Why does 'manufacturing capability and staying power' correlate to 'potential in the world of autonomous driving'? It doesn't matter if you can pump out a thousand cars an hour if they crash a mile down the road. This should be based on core tech development only..

3 comments

That's silly - what's the point in excellent core technology if you are unable to manufacture enough vehicles or bring them to market?
> This should be based on core tech development only..

What good is the tech if you can't put it into production? There are real design and manufacturing issues to deal with, and a company that doesn't take that into consideration and give it the attention it deserves likely won't do well in the long run.

The inverse is also important. If you "invent" the best tech possible but have no way to get it onto the road -- is it the best?
I get that. It just seems like that specific metric could have been over-weighted seeing as how Ford and GM were at the top of the list..
I think GM deserves to be at the top of the list. Cruise is very quickly closing the gap between themselves and Waymo, and they have a comitted car company to back them up. The jury is still out as to whether Ford can make good headway on their 'secret sauce', which is now in the hands of Argo.ai.
Yeah, Cruise seems to be doing a great job. Argo has a great founding team, but there are still a lot of things that can go wrong. While I'd give Argo the edge in technical competence (I realize that's not a very meaningful statement considering the age of the company), what really matters is building the right product at the right time. You can have a ton of great engineers and still not accomplish much in the market - just look at Waymo and Uber.

The way I see it, at least in the US, it's really GM vs Ford (which is Cruise vs Argo). Waymo has a management crisis and lost most of their top talent, and Uber is hemorrhaging talent (and money).
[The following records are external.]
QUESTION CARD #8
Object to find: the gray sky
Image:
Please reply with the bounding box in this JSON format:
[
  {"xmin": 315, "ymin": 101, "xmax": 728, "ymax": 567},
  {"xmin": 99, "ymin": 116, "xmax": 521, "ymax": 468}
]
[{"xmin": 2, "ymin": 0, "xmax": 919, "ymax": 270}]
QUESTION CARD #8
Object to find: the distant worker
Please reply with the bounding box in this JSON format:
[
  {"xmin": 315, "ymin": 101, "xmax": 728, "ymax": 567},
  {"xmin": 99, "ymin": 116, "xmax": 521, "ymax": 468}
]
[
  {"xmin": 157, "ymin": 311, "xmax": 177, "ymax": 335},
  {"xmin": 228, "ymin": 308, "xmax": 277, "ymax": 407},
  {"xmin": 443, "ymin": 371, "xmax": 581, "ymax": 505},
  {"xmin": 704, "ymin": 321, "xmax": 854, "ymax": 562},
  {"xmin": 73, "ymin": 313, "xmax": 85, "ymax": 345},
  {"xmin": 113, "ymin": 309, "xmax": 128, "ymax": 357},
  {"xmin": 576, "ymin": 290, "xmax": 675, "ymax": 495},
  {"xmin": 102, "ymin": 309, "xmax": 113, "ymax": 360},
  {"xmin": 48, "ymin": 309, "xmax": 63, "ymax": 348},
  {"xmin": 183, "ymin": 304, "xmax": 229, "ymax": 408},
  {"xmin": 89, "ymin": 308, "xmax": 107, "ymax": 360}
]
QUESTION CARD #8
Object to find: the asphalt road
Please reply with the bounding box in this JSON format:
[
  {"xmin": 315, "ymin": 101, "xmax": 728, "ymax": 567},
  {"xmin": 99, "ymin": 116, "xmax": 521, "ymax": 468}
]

Apart from that there are various startups but I don't believe they'll ever get the money necessary to compete with the big players - even Google gave up on that front.

Outside the US I'm excited to see what happens with Volvo, which says they'll have 100 stage 4 vehicles delivered to customers by the end of the year.

Everyone reading this should watch the film Tucker: A Man and his Dream. Sort of a 1950s Elon Musk.